Many of these individuals have been identified as illegal immigrants who entered America via the southern border with Mexico.

According to Breitbart, the Iranian state propaganda outlet PressTV quoted Hossein Noushabadi, the Parliamentary Director General of the Foreign Ministry, as the official who confirmed the acceptance of the deported individuals. PressTV, known for its often vitriolic content against the United States, reported the return of the Iranians in a surprisingly neutral article.

It stated that President Donald Trump has increased the number of aggressive deportations due to years of insufficient enforcement, including under his Democratic predecessor, Joe Biden.

The decision by Tehran to accept its returned nationals without incident is a notable deviation from the typically contentious relationship between the repressive Islamist regime and the United States. This decision is particularly striking given the recent restoration of pre-agreement sanctions on Iran by the other Western members of the 2015 Joint Comprehensive Plan of Action (JCPOA), or Iran nuclear deal, with the support of the United States.

US Immigration Service is planning to expel about 400 Iranians currently living in the United States, most of whom entered illegally, in light of the new approach of the U.S. government, which has an anti-immigrant approach, Noushabadi reportedly stated. He did not clarify whether the 120 individuals en route to Iran are separate from the 400 total expected to return. He further explained that those returning will fly out of the United States to Qatar, where they will be processed and then returned to Iran.

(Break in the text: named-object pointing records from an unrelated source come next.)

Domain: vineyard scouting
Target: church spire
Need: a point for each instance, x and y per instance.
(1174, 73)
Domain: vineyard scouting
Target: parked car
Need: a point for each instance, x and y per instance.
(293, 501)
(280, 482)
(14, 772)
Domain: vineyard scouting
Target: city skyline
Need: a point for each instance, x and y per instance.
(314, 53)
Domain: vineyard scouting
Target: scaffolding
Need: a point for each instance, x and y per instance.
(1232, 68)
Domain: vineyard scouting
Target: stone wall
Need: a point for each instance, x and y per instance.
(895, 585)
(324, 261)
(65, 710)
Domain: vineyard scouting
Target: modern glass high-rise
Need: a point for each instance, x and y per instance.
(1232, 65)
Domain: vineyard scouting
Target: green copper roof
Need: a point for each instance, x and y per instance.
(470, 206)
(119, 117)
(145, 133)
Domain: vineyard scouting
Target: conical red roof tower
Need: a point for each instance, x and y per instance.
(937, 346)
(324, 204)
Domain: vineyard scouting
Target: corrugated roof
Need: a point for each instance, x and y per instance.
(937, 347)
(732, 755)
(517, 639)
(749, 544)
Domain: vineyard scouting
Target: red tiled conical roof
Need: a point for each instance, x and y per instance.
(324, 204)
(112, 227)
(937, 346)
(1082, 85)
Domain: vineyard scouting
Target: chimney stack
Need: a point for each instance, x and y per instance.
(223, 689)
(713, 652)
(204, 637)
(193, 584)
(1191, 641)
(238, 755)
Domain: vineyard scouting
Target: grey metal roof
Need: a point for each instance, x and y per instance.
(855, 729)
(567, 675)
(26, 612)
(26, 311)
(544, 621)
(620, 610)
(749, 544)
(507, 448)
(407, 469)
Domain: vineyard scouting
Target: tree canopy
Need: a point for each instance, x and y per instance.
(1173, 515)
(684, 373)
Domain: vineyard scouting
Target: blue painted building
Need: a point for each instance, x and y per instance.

Interestingly, Noushabadi claimed that not all those deported entered the country illegally. Some, he said, had residence permits, for reasons stated by the U.S. Immigration Service, they decided to include them on the list. Some of these individuals reportedly had their asylum requests denied.

Despite the Iranian regime's long-standing record of human rights abuses against its own citizens, Noushabadi insisted that Tehran had demanded Washington be sensitive to respecting the rights of Iranian immigrants.

He also assured that the individuals in question would face no restrictions upon returning home, beyond the general repression that all Iranian citizens face under the Islamist regime. He clarified that these individuals had not violated Iranian law and did not suggest that any of them were fleeing political persecution or were dissidents.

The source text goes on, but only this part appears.